George Washington said, “I had always hoped that this land might become a safe and agreeable Asylum to the virtuous and persecuted part of mankind, to whatever nation they might belong.”  Mohammed Al Samawi fled Yemen for the United States in 2015.  In his new book The Fox Hunt: A Refugee’s Memoir of Coming to America, Al Samawi tells his story of becoming an interfaith peace activist after secretly reading a copy of the Bible.  Extremists in Yemen threatened his life for working with Jewish and Christian people, and then he was trapped in his apartment in the midst of a battle.  He reached out on Facebook for help, and four Americans helped him get out.  This suspenseful story is being developed into a movie. 

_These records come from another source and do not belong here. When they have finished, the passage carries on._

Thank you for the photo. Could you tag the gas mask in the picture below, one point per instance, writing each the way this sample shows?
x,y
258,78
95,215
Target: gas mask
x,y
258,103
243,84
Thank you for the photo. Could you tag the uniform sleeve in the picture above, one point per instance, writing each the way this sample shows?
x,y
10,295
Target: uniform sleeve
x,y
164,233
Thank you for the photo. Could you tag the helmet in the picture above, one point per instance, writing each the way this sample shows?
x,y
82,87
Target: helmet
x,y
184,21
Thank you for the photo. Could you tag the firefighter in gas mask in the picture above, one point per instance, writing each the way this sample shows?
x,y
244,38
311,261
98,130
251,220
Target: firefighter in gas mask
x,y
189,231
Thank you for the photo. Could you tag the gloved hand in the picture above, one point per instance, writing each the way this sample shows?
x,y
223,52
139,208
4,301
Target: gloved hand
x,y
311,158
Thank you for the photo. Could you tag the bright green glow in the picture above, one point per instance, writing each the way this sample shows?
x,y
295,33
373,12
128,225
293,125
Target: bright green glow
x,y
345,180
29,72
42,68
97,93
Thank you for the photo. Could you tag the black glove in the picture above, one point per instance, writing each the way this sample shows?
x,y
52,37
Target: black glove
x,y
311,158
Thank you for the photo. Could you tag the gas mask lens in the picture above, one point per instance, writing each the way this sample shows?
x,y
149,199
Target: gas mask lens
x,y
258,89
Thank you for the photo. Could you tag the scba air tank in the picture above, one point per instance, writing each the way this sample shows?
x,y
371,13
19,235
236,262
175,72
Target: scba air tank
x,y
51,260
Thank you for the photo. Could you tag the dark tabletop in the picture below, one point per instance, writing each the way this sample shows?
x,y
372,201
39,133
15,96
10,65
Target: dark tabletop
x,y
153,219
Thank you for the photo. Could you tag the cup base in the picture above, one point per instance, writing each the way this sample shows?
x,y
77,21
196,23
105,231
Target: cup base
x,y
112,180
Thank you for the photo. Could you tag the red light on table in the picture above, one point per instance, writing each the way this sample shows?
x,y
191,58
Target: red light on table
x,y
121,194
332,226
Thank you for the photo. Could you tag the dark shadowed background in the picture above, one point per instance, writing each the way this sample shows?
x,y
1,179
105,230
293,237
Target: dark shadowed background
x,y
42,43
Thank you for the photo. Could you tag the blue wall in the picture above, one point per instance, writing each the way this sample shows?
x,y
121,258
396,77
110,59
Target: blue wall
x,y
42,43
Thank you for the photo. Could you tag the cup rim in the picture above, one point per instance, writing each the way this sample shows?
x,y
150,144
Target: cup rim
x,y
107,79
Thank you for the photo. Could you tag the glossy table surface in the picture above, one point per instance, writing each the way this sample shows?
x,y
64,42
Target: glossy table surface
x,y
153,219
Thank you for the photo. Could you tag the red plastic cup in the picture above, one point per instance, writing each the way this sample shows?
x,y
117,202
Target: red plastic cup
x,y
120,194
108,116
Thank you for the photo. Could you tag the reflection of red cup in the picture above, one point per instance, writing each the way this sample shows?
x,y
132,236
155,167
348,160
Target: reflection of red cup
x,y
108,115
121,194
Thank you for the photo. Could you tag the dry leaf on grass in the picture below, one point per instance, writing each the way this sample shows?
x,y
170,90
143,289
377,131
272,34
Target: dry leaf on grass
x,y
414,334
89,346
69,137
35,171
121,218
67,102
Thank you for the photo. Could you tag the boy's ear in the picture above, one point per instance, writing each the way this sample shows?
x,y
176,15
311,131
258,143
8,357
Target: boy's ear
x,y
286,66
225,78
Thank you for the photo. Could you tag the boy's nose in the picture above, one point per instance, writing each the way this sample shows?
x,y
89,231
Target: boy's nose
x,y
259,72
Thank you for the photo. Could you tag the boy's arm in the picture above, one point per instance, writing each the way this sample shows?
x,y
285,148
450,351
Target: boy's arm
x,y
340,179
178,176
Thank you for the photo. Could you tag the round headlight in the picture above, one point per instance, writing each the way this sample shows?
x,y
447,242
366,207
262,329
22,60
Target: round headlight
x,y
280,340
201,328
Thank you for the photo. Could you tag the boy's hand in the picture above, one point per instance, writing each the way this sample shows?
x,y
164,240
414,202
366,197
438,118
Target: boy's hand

At the signing of the Declaration of Independence, Benjamin Franklin said, “We must all hang together, or assuredly we shall all hang separately.”  James and Deborah Fallows traveled the country for the past five years doing research for their new book Our Towns: A 100,000-Mile Journey into the Heart of America.  They found people in middle America banding together to find practical solutions to societal problems, and the book is quite optimistic.  Duluth, Minnesota, is one of the cities featured. 

Thomas Jefferson said, “If a nation expects to be ignorant and free, in a state of civilization, it expects what never was and never will be.”  This week we celebrate our freedom.  May we, like Jefferson, be curious readers who are always looking to improve our minds and education, for the benefit of our wonderful nation.